2. HISTORY: G45.1 - Carotid artery syndrome (hemispheric)… (Hemispheric syndrome is otherwise known as anterior circulation syndrome. It is the result of a large vessel stroke, and occurs when there is proximal occlusion of the int carotid artery, middle and/or anterior cerebral arteries supplying the cerebral hemispheres.) This meant he had already had a stroke sometime in the past.
3. There is unchanged old left lacunar infarct. (Lacunar infarct is a type of stroke that occurs when one of the arteries supplying blood to the brain gets blocked. These arteries are quite small, which makes them vulnerable to damage. While most arteries in the body gradually become smaller, the arteries of the lacunar stroke branch off a large high-pressure artery.) (Symptoms of lacunar infarct. It’s important to recognize the symptoms of lacunar stroke so that you can receive medical attention right away. Symptoms of a lacunar stroke are similar to those accompanying other stroke types, namely, slurred speech, inability to raise arms, one side of the face appearing droopy, numbness on one side of the body, difficulty walking or moving arms, confusion, memory problems, struggling to speak or understand language, headache, and loss of consciousness.)
The CT HEAD, CTA HEAD AND NECK showed:
4. There is moderate atherosclerosis of the RIGHT proximal ICA (internal Carotid Artery) causing mild narrowing.
CT angiography head showed:
5. The intracranial left ICA is occluded from the petrous segment through the mid cavernous segment.
6. There is reconstitution of flow within the left cavernous, clinoid, terminal ICA, likely from retrograde flow from the contralateral side.
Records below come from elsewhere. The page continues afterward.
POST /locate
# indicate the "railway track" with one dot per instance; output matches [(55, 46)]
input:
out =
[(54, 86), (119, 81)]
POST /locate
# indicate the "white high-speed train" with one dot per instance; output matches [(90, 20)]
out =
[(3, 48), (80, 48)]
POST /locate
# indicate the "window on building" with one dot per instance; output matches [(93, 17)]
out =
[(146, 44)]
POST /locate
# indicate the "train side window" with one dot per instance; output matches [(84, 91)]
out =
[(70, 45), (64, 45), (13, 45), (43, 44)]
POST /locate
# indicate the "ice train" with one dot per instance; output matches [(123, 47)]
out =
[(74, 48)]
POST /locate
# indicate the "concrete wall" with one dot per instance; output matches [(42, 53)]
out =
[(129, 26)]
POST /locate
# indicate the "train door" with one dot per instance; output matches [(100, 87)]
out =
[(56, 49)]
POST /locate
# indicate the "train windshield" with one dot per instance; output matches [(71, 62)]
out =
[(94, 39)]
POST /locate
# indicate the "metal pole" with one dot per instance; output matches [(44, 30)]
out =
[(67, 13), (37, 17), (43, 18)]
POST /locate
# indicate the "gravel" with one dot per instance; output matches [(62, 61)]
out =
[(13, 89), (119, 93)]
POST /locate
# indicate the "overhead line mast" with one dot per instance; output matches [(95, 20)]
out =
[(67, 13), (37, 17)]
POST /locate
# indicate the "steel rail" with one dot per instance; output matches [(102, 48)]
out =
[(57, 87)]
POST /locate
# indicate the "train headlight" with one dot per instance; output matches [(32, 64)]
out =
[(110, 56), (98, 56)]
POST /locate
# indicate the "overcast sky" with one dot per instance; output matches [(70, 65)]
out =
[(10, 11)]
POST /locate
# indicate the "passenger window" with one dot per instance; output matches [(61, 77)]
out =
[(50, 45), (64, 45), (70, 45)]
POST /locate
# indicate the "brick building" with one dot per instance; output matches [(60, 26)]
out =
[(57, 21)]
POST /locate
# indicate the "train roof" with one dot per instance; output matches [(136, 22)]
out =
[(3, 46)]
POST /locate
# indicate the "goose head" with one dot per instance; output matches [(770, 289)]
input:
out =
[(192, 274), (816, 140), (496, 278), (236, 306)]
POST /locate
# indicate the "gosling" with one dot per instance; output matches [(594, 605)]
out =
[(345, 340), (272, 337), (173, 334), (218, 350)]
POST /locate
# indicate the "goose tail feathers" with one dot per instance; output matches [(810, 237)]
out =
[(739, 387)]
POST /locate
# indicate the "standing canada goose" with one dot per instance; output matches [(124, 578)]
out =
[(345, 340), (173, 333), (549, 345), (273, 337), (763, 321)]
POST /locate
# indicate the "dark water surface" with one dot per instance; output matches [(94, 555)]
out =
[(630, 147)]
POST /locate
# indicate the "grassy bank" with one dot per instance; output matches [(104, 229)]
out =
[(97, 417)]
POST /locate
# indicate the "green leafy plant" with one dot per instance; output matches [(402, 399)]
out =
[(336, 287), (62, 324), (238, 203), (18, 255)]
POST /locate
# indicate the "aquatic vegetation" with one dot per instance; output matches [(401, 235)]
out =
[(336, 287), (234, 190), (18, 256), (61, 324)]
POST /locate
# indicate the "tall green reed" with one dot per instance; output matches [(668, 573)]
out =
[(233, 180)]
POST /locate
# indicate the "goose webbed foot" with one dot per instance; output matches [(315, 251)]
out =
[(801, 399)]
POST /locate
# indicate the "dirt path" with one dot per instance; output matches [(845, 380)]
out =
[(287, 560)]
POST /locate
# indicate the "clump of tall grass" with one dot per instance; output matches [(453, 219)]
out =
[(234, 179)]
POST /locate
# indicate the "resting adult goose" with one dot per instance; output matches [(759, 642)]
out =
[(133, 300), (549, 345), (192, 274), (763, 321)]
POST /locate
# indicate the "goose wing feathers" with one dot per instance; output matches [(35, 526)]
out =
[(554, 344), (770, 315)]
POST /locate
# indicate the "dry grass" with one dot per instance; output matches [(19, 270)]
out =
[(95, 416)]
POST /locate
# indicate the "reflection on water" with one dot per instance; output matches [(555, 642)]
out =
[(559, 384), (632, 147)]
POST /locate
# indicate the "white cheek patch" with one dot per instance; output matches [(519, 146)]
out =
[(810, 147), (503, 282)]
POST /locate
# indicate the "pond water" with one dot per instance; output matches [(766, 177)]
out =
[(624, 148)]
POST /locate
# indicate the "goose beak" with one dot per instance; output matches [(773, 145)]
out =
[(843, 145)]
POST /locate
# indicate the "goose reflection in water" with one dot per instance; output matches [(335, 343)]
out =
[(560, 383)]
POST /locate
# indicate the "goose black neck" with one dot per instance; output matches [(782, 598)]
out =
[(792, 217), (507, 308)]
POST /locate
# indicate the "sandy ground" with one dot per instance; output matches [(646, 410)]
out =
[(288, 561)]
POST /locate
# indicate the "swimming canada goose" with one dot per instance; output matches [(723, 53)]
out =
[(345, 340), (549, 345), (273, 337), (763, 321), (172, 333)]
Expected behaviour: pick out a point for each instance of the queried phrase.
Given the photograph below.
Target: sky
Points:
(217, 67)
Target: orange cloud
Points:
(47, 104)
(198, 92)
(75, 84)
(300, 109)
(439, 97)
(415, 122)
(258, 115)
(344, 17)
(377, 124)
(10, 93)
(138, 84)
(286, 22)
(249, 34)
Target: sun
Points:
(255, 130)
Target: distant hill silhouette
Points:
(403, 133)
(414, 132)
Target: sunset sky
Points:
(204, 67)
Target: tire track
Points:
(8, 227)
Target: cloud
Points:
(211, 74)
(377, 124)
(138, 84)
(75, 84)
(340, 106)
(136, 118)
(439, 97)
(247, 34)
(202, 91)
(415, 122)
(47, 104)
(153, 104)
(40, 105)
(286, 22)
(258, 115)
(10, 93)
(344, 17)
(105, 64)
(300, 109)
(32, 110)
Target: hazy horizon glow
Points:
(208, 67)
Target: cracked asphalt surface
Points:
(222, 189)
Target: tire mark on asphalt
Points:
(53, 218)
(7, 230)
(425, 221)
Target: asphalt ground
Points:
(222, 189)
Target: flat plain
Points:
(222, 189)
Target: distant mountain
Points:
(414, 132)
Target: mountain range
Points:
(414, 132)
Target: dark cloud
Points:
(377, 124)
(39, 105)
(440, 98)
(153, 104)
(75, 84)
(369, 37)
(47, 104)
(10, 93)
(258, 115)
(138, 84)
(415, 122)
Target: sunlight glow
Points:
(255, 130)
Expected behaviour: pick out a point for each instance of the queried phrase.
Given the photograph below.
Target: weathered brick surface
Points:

7. There is mild narrowing of the terminal ICA.
8. There is opacification of the left MCA and ACA secondary to retrograde flow from the contralateral side. No stenosis or occlusion of the ACAs, MCAs, or PCAs.
9.There is scattered atherosclerosis throughout the intracranial arterial vasculature.
What I am going to ask from Jim's doctors!
1. I can hear Jim's heart beat when I lay my head on his chest. It is noticeably abnormal - even more abnormal that it was a few years ago. It is especially abnormal after he has been active. I would like to request that he be given a stress test.
2. I would like him to have a Cortaid ultrasound: that would show the flow past the blockage as well as the pressure throughout.
3. I would like him to wear a 24 hour halter monitor: for irregular heart (a continuous EKG)? Does he need to be on blood thinners.
Repeat of IMPORTANT INFORMATION:
1. My research on BRF stated that, over time, the ICA can become blocked with scar tissue - become stiffened - because of the radiation therapy. This means the arteries are NOT blocked with plaque!! They are blocked with scar tissue. Once an artery is 100% blocked with plaque there is nothing that can be done about the blockage! I'm not sure how scar tissue blockage differs from plaque blockage. SO, to be safe, stay on top of having your arteries checked!
2. There are videos on youtube that you can watch that show the "workings" of the baroreflex system. It will show you that the AORTA is DIRECTLY involved with the workings of the baroreflex action!!!! It is very important that you mention this to your doctor and ask for tests to be done on your heart to make sure you have a regular heart beat!!!
Thank you for reading about our long journey of discovery about what the long term effects of radiation therapy can be. It's difficult to find detailed information about Baroreflex Failure without researching many articles, websites, forums, etc. I hope this helps to answer some unanswered questions.